14 June 2007

Red on Black: The Story of the South African Poster Movement by Judy Seidman

(STE, Johannesburg, 2007; 237 pp.)

Red on Black tells the story of the graphics and visual art movement that emerged around South Africa's struggle for liberation and human dignity. From 1975 to 2000, the South African poster movement produced thousands of striking images that recorded, interpreted, and engaged with the mass struggle for a new South Africa.

This book begins to place these images of resistance - posters, graphics, paintings on banners and murals on walls - into their crucial position within South Africa's visual heritage. It takes an indepth look at the South African poster movement: at who made this art and how they made it, at the poster-makers' intentions and ideas and hopes; at the harsh repression under which people worked. Despite these pressures, the poster movement gave birth to a flowering of iconographies, styles, messages, and techniques, to visions, ideologies and aesthetics, that ultimately describe and represent the struggle for national liberation.

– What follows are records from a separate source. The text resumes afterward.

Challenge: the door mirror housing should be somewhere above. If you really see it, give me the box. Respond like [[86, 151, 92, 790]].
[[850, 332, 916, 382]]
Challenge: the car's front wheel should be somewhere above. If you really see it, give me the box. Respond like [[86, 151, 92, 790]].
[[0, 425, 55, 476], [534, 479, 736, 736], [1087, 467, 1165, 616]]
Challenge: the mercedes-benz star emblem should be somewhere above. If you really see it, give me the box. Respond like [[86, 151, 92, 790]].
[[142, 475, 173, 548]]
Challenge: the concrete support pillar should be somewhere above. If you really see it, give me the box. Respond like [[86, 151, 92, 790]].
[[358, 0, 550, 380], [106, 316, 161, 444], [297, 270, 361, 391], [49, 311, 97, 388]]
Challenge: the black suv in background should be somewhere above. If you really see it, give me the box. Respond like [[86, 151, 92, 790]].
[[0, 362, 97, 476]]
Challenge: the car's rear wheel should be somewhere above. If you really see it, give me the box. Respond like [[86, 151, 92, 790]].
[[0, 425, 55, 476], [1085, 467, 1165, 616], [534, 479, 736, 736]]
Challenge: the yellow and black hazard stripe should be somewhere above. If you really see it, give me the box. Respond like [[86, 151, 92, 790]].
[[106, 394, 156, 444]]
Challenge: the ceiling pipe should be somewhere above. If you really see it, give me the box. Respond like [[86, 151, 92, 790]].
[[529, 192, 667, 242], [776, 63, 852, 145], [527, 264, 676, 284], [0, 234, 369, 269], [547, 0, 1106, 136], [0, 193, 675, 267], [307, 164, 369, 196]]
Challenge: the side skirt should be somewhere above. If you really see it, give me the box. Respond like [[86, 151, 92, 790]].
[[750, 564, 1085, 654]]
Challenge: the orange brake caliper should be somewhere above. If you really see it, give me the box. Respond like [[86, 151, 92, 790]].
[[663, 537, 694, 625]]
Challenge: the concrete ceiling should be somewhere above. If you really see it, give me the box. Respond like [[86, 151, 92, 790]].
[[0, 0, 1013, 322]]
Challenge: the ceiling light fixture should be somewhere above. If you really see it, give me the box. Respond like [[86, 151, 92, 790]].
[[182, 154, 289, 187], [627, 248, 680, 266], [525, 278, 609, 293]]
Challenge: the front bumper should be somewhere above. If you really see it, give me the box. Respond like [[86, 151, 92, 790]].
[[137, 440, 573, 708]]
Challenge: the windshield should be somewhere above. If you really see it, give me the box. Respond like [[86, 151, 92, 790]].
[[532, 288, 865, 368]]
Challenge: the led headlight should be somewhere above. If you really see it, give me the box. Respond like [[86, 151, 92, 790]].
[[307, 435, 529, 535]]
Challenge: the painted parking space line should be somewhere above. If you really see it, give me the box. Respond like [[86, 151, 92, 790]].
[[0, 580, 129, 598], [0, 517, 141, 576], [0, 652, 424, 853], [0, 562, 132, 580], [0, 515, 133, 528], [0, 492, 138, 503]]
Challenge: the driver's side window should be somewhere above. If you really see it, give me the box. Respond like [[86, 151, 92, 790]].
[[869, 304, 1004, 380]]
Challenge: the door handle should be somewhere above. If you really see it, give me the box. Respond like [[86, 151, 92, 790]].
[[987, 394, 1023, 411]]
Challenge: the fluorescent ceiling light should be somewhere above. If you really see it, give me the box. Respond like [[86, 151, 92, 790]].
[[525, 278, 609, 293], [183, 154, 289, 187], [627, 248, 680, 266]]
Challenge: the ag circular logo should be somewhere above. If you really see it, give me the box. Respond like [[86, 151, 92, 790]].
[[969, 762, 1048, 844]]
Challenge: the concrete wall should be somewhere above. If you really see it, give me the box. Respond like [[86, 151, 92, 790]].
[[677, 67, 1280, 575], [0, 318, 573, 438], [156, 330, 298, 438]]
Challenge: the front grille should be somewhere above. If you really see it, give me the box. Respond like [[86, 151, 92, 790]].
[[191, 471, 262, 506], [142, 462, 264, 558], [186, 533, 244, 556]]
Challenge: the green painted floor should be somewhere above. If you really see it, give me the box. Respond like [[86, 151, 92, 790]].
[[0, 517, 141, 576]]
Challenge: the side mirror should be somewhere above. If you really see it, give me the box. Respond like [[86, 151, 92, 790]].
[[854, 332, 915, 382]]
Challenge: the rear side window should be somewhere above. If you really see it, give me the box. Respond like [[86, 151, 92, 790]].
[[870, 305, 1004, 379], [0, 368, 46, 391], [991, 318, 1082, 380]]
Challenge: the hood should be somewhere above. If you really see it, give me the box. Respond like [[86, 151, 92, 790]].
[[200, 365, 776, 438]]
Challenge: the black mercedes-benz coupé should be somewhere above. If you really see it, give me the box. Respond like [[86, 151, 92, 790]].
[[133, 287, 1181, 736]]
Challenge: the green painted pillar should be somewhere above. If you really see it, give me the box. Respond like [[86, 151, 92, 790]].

Moreover, these posters speak powerfully about their times. Many talk of events which today lie ignored or forgotten. Often, posters provide a key surviving record of those experiences that both shattered, and built our communities and our nation.Locating these posters in their historical context forms part of the on-going process of collecting and recording our history

Judy Seidman, the author of Red on Black, is at present curator of the poster collection at the South African History Archive. She was a poster-maker, a member of Medu Art Ensemble in Gaborone in the early 1980s, as well as a member of the collective that produced Images of Defiance in 1990. Red on Black comes out of extensive interviews with poster-makers and artists throughout South Africa, as well as the visual wealth of the posters collected in the South African History Archives.

SAHA launched Red on Black on the 14th of June 2007 at Constitution Hill. The date was selected in order to commemorate the Gabarone Raid of 1985 in which 14 people, among them Thami Mnyele, were killed by the SADF.

This book was made possible with the support of The Atlantic Philanthropies.

 

 

 

 

 

Keorapetse Kgositsile, National Poet Laureate at the book launch.